Have you ever thought of opening your own restaurant? Do you sometimes wonder “Wow! These eateries earn a lot” and then wished to start one of your own? Do you find yourself doing the math of the daily earnings of the restaurants? If the answer to any one of these is yes, you are in the right place.
The old saying, “all that glitters is not gold” is aptly applicable to the restaurant business. The restaurant industry in the last decade has experienced exceptional growth. The demand for eating out or ordering in has risen exponentially with the change in eating and cooking patterns of the urban Indians and rise of the nuclear families. In addition, online delivery services like Zomato, Swiggy, Food Panda, etc. have further added to the demand. While there is an indefinite increase on the demand side, the supply of new restaurateurs still remains limited given the regulatory barriers put in place by the government.
A potential restauranteur ideally figures out the type of restaurant to open, its ambience, menu, location, investment sources, and the marketing plan. There is a long list of more such things an entrepreneur might want to plan for. However, none of these matter if first and foremost the restaurateur is not prepared to apply for dozens of licenses and permits that are needed.
One has to acquire licenses from the government to run a restaurant business in India. The rules are different in every locality. There is no specific limit on the number of documents that might be required and the time needed to get them. A minimum of seven licenses are definitely needed, they are:
1. Food Safety License
A necessity for all restaurants, this is the primary and the most important license for setting up a restaurant. Going forward, this license provides every restaurant with a unique 14-digit registration number.
2. Eating House License
3. Health License
This is an assurance done by the health department to ensure no apprehensions regarding health concerns at the restaurant.
4. Shops and Establishment License
This is a city-specific license that is needed to register your restaurant under the Shops and Establishment Act applicable in the locality.

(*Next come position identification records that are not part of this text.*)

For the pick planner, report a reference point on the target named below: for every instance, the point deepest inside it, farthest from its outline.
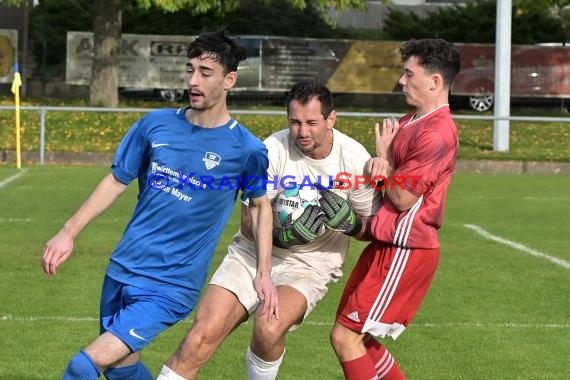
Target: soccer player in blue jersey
(190, 164)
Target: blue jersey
(189, 178)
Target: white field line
(5, 182)
(563, 326)
(10, 220)
(520, 247)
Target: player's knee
(336, 339)
(201, 340)
(81, 366)
(269, 333)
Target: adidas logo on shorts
(353, 316)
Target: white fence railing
(43, 110)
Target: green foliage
(101, 132)
(473, 22)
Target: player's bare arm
(262, 228)
(60, 247)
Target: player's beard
(306, 149)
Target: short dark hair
(435, 55)
(308, 89)
(220, 47)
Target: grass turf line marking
(563, 326)
(520, 247)
(12, 178)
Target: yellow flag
(17, 82)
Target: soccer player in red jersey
(394, 272)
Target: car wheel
(481, 103)
(171, 95)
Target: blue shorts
(135, 315)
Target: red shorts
(385, 289)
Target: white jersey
(346, 161)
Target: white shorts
(237, 271)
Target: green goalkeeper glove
(303, 230)
(340, 216)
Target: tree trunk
(107, 50)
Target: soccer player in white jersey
(188, 163)
(304, 260)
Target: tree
(107, 33)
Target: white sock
(168, 374)
(259, 369)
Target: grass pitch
(499, 307)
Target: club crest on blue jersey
(211, 160)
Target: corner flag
(16, 84)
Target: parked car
(537, 72)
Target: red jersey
(424, 153)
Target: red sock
(361, 368)
(384, 362)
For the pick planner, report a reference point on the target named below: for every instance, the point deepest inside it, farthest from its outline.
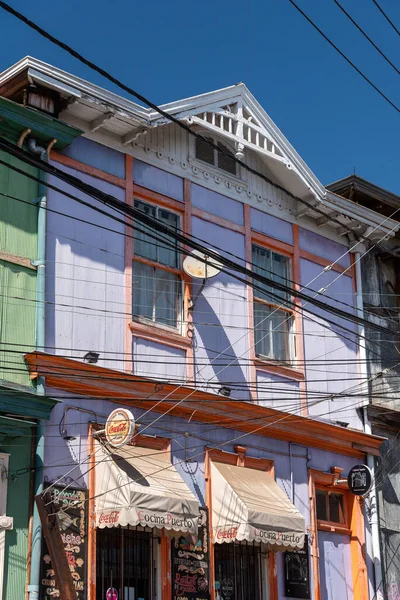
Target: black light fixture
(91, 357)
(224, 391)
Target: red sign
(120, 427)
(112, 594)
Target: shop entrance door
(239, 571)
(127, 564)
(335, 566)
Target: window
(215, 157)
(273, 324)
(238, 571)
(157, 285)
(330, 506)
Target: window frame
(328, 523)
(215, 165)
(180, 330)
(212, 169)
(292, 341)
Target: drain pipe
(374, 522)
(34, 580)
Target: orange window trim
(355, 522)
(237, 458)
(153, 331)
(265, 364)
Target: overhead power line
(371, 41)
(184, 239)
(342, 54)
(388, 19)
(176, 121)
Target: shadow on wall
(211, 339)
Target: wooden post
(52, 534)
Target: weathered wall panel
(18, 220)
(18, 499)
(330, 351)
(217, 204)
(17, 320)
(321, 246)
(220, 318)
(158, 180)
(335, 566)
(278, 392)
(152, 359)
(271, 226)
(85, 278)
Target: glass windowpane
(162, 248)
(204, 151)
(275, 267)
(143, 245)
(167, 297)
(336, 507)
(142, 290)
(272, 332)
(226, 163)
(156, 294)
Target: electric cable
(173, 119)
(361, 30)
(386, 16)
(351, 63)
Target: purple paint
(158, 180)
(217, 204)
(271, 226)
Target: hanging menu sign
(297, 572)
(191, 563)
(71, 510)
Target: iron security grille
(238, 571)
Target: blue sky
(168, 51)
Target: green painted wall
(18, 235)
(18, 221)
(17, 320)
(16, 549)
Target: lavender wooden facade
(90, 287)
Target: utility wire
(185, 239)
(361, 30)
(397, 109)
(176, 121)
(386, 16)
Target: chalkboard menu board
(191, 563)
(297, 572)
(71, 509)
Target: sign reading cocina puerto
(120, 427)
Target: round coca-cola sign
(120, 427)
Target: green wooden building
(23, 408)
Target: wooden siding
(18, 499)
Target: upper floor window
(330, 506)
(222, 160)
(273, 322)
(157, 284)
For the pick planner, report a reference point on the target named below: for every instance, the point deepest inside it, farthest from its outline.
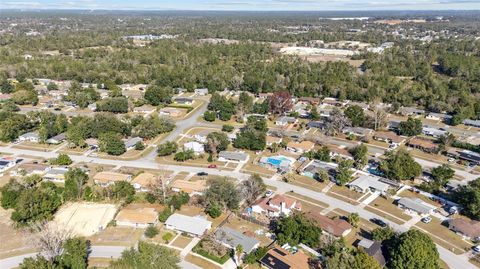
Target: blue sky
(284, 5)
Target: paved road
(97, 252)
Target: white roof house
(192, 225)
(366, 183)
(198, 148)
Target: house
(232, 238)
(201, 91)
(280, 162)
(373, 249)
(422, 144)
(474, 123)
(432, 131)
(411, 111)
(284, 121)
(233, 156)
(183, 101)
(145, 109)
(6, 163)
(415, 205)
(28, 169)
(196, 147)
(30, 137)
(142, 182)
(192, 187)
(366, 183)
(57, 139)
(279, 258)
(389, 137)
(137, 218)
(300, 147)
(273, 140)
(469, 229)
(358, 131)
(106, 179)
(337, 152)
(336, 227)
(56, 174)
(278, 205)
(438, 117)
(132, 142)
(195, 226)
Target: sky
(250, 5)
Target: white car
(426, 220)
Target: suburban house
(469, 229)
(56, 174)
(232, 238)
(284, 121)
(192, 187)
(415, 205)
(300, 147)
(194, 146)
(373, 249)
(201, 91)
(195, 226)
(336, 227)
(137, 218)
(389, 137)
(142, 182)
(28, 169)
(278, 205)
(273, 140)
(106, 179)
(57, 139)
(183, 101)
(366, 183)
(233, 156)
(30, 137)
(131, 142)
(279, 258)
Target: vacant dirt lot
(85, 219)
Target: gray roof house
(196, 226)
(416, 205)
(232, 238)
(235, 156)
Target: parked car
(379, 222)
(426, 219)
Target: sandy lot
(85, 219)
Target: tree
(356, 115)
(252, 188)
(413, 249)
(62, 159)
(344, 172)
(148, 256)
(411, 127)
(156, 95)
(400, 165)
(353, 219)
(151, 231)
(336, 122)
(111, 143)
(280, 102)
(297, 229)
(360, 153)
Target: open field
(85, 219)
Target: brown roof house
(278, 205)
(469, 229)
(137, 218)
(106, 179)
(336, 227)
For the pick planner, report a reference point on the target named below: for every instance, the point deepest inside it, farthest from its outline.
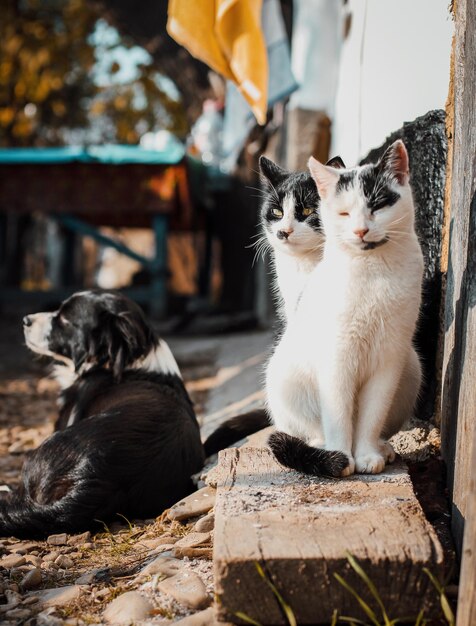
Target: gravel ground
(92, 573)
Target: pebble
(23, 548)
(205, 524)
(76, 540)
(58, 540)
(88, 578)
(12, 560)
(64, 562)
(30, 600)
(32, 579)
(161, 565)
(13, 597)
(151, 544)
(18, 614)
(195, 504)
(202, 618)
(187, 588)
(192, 540)
(128, 608)
(59, 596)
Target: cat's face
(289, 212)
(365, 208)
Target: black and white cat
(291, 228)
(345, 375)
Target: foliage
(49, 91)
(372, 615)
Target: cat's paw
(350, 469)
(370, 463)
(387, 451)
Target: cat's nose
(361, 232)
(284, 233)
(27, 321)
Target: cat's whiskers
(261, 246)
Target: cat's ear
(395, 162)
(271, 171)
(325, 177)
(336, 162)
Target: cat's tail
(295, 454)
(234, 429)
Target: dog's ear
(119, 339)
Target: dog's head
(94, 328)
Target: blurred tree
(50, 93)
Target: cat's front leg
(336, 408)
(371, 452)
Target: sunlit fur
(293, 257)
(345, 374)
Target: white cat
(345, 375)
(292, 229)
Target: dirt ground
(223, 375)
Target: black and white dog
(127, 439)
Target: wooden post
(466, 615)
(459, 360)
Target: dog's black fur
(127, 439)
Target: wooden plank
(466, 615)
(459, 362)
(300, 528)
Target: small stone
(128, 608)
(59, 596)
(162, 549)
(64, 562)
(192, 540)
(13, 597)
(195, 504)
(88, 578)
(12, 560)
(58, 540)
(23, 548)
(76, 540)
(192, 553)
(32, 579)
(187, 588)
(165, 566)
(151, 544)
(18, 614)
(202, 618)
(205, 524)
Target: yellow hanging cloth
(227, 36)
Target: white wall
(394, 67)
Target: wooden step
(300, 529)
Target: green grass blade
(352, 620)
(420, 621)
(364, 606)
(284, 605)
(247, 619)
(372, 588)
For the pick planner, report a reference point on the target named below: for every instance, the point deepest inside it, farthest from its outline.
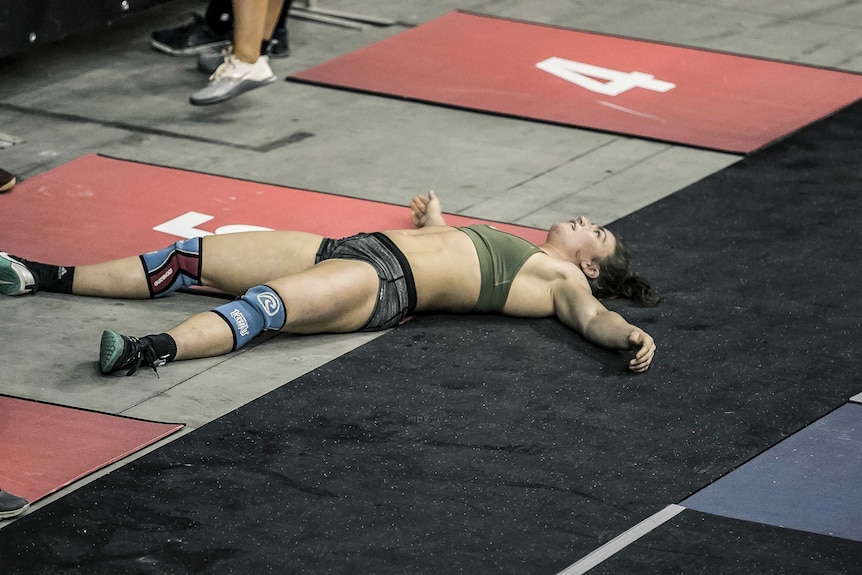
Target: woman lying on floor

5. Certificate of Environmental Clearance
6. Signage License
Even for marketing your restaurant you need to seek permission from the esteemed government through this license. This is a license asking for allowance to use posters and other publicity techniques to reach out to customers.
7. Fire Safety License
Even though these seven licenses seem not a lot for getting permissions. The catch here is that for every license, you need to have pre-permits and documents ready. Delhi and Mumbai are known to be the easiest cities for opening businesses in terms of getting licenses. But, in Delhi itself, one needs around 57 documents. This also involves multiple coordination with different government departments, water dept, electricity dept, fire safety dept, etc.
Separately, there are Lift Clearance Licenses, Music License and Liquor License which are optional to get. The ‘ease’ of entering this industry isn’t so easy. And that is why more and more owners prefer starting an unorganized sector restaurant than to spend money, time and energy in getting these permits from multiple government offices. As per 2017 statistics, the Indian restaurant Industry had more than 1.5 million eateries, out of which only 3000 were in the organized sector.
While most of the world is going digital and our government is also trying to create a ‘digital India’, it is nothing but funny that the restauranteurs have to roam in and out of the government offices for submission of documents and getting these licenses.
The Food License which is obtained by the FSSAI recently moved its operation online. However, it is only the signing up procedure that happens digitally. Later on, the filled online form has to go in hardcopy by the restauranteur to the State Authority. Similar procedures are followed for Eating House License, Shops and Establishment License, etc.
The trade barriers and license raj are a menace to the potential restauranteurs. What becomes the cherry on the cake is the cost that is involved. The cost of obtaining these licenses varies, depending on the size of the venture. It can be anywhere between 18,000 to two lakh rupees and that is without ‘baksheesh’.
If the government really wants to promote the ‘ease’ of doing business, it must do away with it acting as a deterrent and permit-giver. This doesn’t promote the presence of a fair and efficient market. Of course, checks on health and fire hazard are advisable, but making it a bureaucratic process is not!
The opinions expressed in this essay are those of the authors. They do not purport to reflect the opinions or views of CCS.